A grande quantidade de lixo eletrônico tem incentivado um novo tipo de mineração, a mineração urbana, para recuperação de metais ferrosos e não-ferrosos, plásticos, vidros, entre outros. Após o desmonte e separação dos componentes do resíduo eletrônico, ocorre o processamento mecânico e a separação da fração metálica. A mesma pode seguir para uma rota de lixiviação, ácida ou alcalina, e depois isolados por técnicas de extração por solvente, por exemplo. Considerando os parâmetros de coeficiente de partição (Kx ) e o fator de separação ou de seletividade (αx/z), assinale a opção que indica o solvente que deve ser escolhido para extração de um metal X a partir de uma solução de metais (X+Z) lixiviados de um resíduo eletrônico.
- A)Metilisobutilcetona. Kx = 5; αx/z = 0,5.
Errada, porque embora Kx seja razoável, αx/z = 0,5 indica que o solvente prefere Z em vez de X.
- B)Tri-n-butilfosfato. Kx = 2; αx/z = 0,9.
Errada, pois αx/z = 0,9 ainda mostra baixa seletividade, então a separação entre X e Z fica fraca.
- C)Alamine 336 (tri-octil/decil amina). Kx = 5; αx/z = 5,0.
Certa, porque tem boa capacidade de extração (Kx = 5) e alta seletividade por X (αx/z = 5,0).
- D)Cyanex 923 (misturas de óxidos alquil-fosfínicos). Kx = 100; αx/z = 1,0.

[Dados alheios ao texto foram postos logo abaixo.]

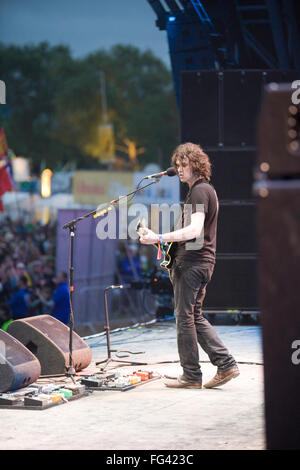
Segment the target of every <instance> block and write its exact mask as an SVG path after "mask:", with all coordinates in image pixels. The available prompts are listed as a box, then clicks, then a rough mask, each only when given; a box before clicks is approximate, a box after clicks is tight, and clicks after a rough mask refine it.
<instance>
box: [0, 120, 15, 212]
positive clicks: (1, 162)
mask: <svg viewBox="0 0 300 470" xmlns="http://www.w3.org/2000/svg"><path fill="white" fill-rule="evenodd" d="M8 153H9V152H8V145H7V141H6V136H5V132H4V129H0V212H3V210H4V209H3V205H2V201H1V196H3V194H5V193H6V192H7V191H11V190H12V189H13V187H14V186H13V181H12V178H11V174H10V167H11V165H10V160H9V155H8Z"/></svg>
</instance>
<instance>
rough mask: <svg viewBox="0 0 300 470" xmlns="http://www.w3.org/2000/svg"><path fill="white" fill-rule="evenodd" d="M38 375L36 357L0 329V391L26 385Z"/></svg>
mask: <svg viewBox="0 0 300 470" xmlns="http://www.w3.org/2000/svg"><path fill="white" fill-rule="evenodd" d="M40 375H41V365H40V363H39V361H38V359H37V358H36V357H35V356H34V355H33V354H32V353H31V352H30V351H29V350H28V349H27V348H25V346H24V345H23V344H22V343H20V342H19V341H18V340H17V339H16V338H14V337H12V336H11V335H10V334H8V333H7V332H5V331H3V330H0V392H2V393H3V392H8V391H11V390H18V389H20V388H24V387H27V386H28V385H30V384H31V383H33V382H35V381H36V380H37V379H38V378H39V376H40Z"/></svg>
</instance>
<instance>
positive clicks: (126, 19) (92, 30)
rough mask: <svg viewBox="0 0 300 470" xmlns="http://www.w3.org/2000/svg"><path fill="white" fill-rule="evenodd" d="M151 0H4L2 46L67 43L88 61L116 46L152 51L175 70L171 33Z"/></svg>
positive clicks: (70, 46) (2, 22) (2, 7)
mask: <svg viewBox="0 0 300 470" xmlns="http://www.w3.org/2000/svg"><path fill="white" fill-rule="evenodd" d="M155 21H156V14H155V12H154V11H153V10H152V8H151V6H150V5H149V3H148V2H147V0H0V41H1V42H3V43H5V44H15V45H24V44H28V43H31V44H38V43H39V42H41V41H48V42H49V43H50V44H51V45H56V44H65V45H68V46H69V47H70V49H71V53H72V55H73V56H74V57H83V56H85V55H86V54H88V53H90V52H94V51H96V50H97V49H103V48H104V49H109V48H110V47H111V46H113V45H114V44H120V43H121V44H131V45H133V46H136V47H138V48H140V49H141V50H142V51H144V50H146V49H151V50H152V52H153V53H154V54H155V55H156V56H157V57H159V58H161V59H162V60H163V61H164V63H165V64H166V65H167V66H168V68H170V67H171V66H170V58H169V49H168V42H167V35H166V32H165V31H160V30H159V29H158V28H157V27H156V25H155Z"/></svg>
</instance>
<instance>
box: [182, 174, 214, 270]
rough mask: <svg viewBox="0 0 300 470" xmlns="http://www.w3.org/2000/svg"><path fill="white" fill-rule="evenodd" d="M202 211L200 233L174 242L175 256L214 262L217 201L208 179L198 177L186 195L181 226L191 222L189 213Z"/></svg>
mask: <svg viewBox="0 0 300 470" xmlns="http://www.w3.org/2000/svg"><path fill="white" fill-rule="evenodd" d="M202 211H204V213H205V219H204V230H202V234H201V235H200V237H199V238H198V239H195V238H194V239H193V240H190V241H184V242H176V243H174V244H175V245H176V246H175V254H174V256H175V257H176V258H182V259H183V260H184V261H187V262H192V263H197V262H198V261H199V262H200V261H210V262H212V263H215V259H216V244H217V220H218V211H219V202H218V197H217V194H216V191H215V189H214V187H213V186H212V185H211V184H210V183H208V181H206V180H203V179H200V180H197V181H196V182H195V183H194V184H193V186H192V188H191V189H190V191H189V193H188V195H187V197H186V200H185V203H184V210H183V213H182V218H183V221H182V222H183V223H182V226H183V227H186V226H187V225H189V224H190V223H191V214H194V213H195V212H202Z"/></svg>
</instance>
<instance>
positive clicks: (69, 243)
mask: <svg viewBox="0 0 300 470" xmlns="http://www.w3.org/2000/svg"><path fill="white" fill-rule="evenodd" d="M161 176H162V175H160V176H157V177H154V179H155V181H151V182H150V183H148V184H146V185H145V186H142V187H141V188H138V189H136V190H135V191H131V192H130V193H128V194H126V195H125V196H121V197H119V198H118V199H114V200H113V201H111V202H110V203H109V204H106V205H105V207H103V208H102V209H101V211H100V212H99V211H98V209H94V210H92V211H91V212H88V213H87V214H84V215H82V216H80V217H76V218H75V219H73V220H71V221H70V222H67V223H66V224H65V225H63V229H64V230H66V229H69V237H70V242H69V246H70V257H69V291H70V321H69V325H70V327H69V330H70V335H69V366H68V367H67V369H66V374H65V375H66V376H67V377H71V379H72V381H73V383H75V381H74V376H75V375H76V371H75V368H74V366H73V330H74V312H73V293H74V239H75V230H76V228H77V227H76V224H77V223H78V222H79V221H81V220H84V219H87V218H88V217H91V216H96V217H98V216H99V215H104V214H105V213H107V211H108V208H110V207H111V206H116V205H117V204H118V203H119V202H120V201H121V200H122V199H124V198H127V197H128V196H134V195H135V194H136V193H137V192H139V191H142V190H143V189H145V188H147V187H148V186H151V185H152V184H155V183H158V182H159V180H160V177H161ZM143 179H144V178H143ZM142 181H143V180H142ZM106 320H107V319H106ZM107 326H108V322H106V327H107ZM107 332H108V330H107ZM108 359H109V360H110V356H109V357H108ZM105 362H106V361H105Z"/></svg>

Errada, pois apesar do Kx muito alto, αx/z = 1,0 significa ausência de seletividade entre X e Z.
Gabarito: C
Na extração por solvente, voce quer duas coisas ao mesmo tempo: um solvente que traga bem o metal de interesse para a fase orgânica e que, ao mesmo tempo, consiga separar esse metal dos outros que vieram juntos no lixiviado. Por isso entram dois parâmetros-chave: o coeficiente de partição (Kx), que mede o quanto o metal prefere o solvente, e o fator de seletividade (αx/z), que mostra o quanto o solvente prefere X em relação ao metal concorrente Z. Em termos práticos, um Kx alto ajuda na transferência do metal para a fase orgânica, mas isso sozinho não resolve tudo. Se a seletividade for ruim, o solvente vai extrair quase todo mundo junto, como se a porta estivesse aberta para a festa inteira. Aí a separação fica fraca e o processo perde utilidade. Na questão, o melhor solvente é o que combina extração eficiente com boa seletividade. A alternativa C traz Kx = 5 e αx/z = 5,0, ou seja, o metal X é bem extraído e, principalmente, é muito mais favorecido do que Z. Isso é exatamente o que se procura quando se quer isolar um metal a partir de uma mistura lixiviada de resíduo eletrônico. As outras opções têm algum problema clássico: ou a seletividade é menor que 1, o que significa preferência pelo metal errado, ou a seletividade é 1, indicando ausência de separação entre os metais. Então, mesmo que o Kx pareça bonito no papel, sem seletividade a extração vira uma peneira furada.